Coronavirus, le scadenze auto da ricordare dopo la quarantena

L’emergenza Coronavirus ha costretto gli automobilisti italiani a tenere spenti i motori per diverse settimane e suggerito al Governo di prorogare i termini scadenze auto. Col lockdown durato da marzo a maggio, gli unici spostamenti concessi sono stati quelli per necessità. Dal 4 maggio oltre 4 milioni di italiani sono tornati al lavoro, ma in tutta la penisola sono rimaste rigide disposizioni sul tema degli spostamenti. Quali sono state le scadenze auto rinviate e cosa bisogna controllare per tornare a viaggiare sicuri dopo la quarantena?

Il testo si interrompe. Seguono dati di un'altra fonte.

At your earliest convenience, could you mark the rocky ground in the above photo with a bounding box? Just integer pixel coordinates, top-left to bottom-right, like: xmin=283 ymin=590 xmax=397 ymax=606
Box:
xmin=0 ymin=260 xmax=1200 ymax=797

Scadenze auto: patente e foglio rosa

“Fornisca patente e libretto”. Il primo documento che viene richiesto quando si viene controllati dalle Forze dell’Ordine è il titolo di guida. Il DL 18/2020 (Decreto Cura Italia), convertito nella Legge 27/2020 del 24 aprile 2020, ha prorogato la validità della patente fino al 31 agosto 2020. La proroga è valida per le patenti scadute dopo il 31 gennaio. Quindi se la nostra patente è scaduta prima di questa data, prima di tornare in marcia è obbligatorio provvedere al rinnovo. Chi non ha potuto sostenere l’esame di guida ma è in possesso del foglio rosa, invece, ha visto estendere la validità fino al 30 giugno 2020.

Scadenze auto: assicurazione RCA

Tra le scadenze auto da ricordare entra a pieno titolo l’assicurazione. Le novità sul tema da ricordare sono due. Per i contratti in scadenza entro il 31 luglio è previsto il raddoppio del periodo di tolleranza, da 15 a 30 giorni. A partire dalla data di scadenza della polizza auto, quindi, il veicolo continuerà ad essere coperto per un mese successivo alla scadenza. Dal 24 aprile e fino al 31 luglio è inoltre possibile sospendere, senza costi aggiuntivi, l’assicurazione auto. Il numero di giorni della sospensione verranno sommati, a partire dalla riattivazione, alla data di scadenza della polizza. Se si aderisce a questa misura, però, non si può circolare né lasciare l’auto in sosta su strada pubblica.

Scadenze auto: revisione

Un’altra scadenza auto da non trascurare riguarda la revisione. Il controllo periodico del veicolo va effettuato a quattro anni dalla prima immatricolazione e poi ogni due anni. Il Decreto Cura Italia ha sancito che i veicoli con revisione scaduta dopo il 17 marzo o con scadenza entro il 31 luglio possono continuare a circolare fino al 31 ottobre. La proroga per revisioni riguarda auto e moto immatricolati tra marzo e luglio 2016 o che abbiano effettuato l’ultima revisione tra marzo e luglio 2018.

Scadenze auto: bollo

Il pagamento del bollo auto non rientra invece tra le scadenze auto rinviate dal Governo. In questo caso, trattandosi però di una tassa a favore delle regioni, sono state le singole amministrazioni a differire il pagamento. Nello specifico Piemonte e Toscana hanno sospeso i versamenti in scadenza tra 1 marzo e 31 maggio posticipando il pagamento entro il 30 giugno. Scadenza fissata al 30 giugno anche per Campania, Emilia Romagna, Lombardia, Lazio, Umbria e Veneto, ma qui le sospensioni riguardano periodi diversi e non sempre fino al 31 maggio. Abruzzo e Marche, infine, hanno optato per una maglia più larga, con pagamento entro il 31 luglio. In Abruzzo la sospensione riguarda il periodo 8 marzo 31 maggio, nelle Marche dall’8 marzo al 30 giugno.

Scadenze auto: pneumatici

L’obbligo di sostituzione pneumatici invernali è stato invece procrastinato fino al 15 giugno. Si è sottoposti all’obbligo soltanto se l’indice di velocità degli pneumatici che si montano al momento è inferiore rispetto a quello riportato sulla carta di circolazione. Per tornare a viaggiare sicuri è importante verificare lo stato di usura e la pressione delle gomme auto e dei liquidi.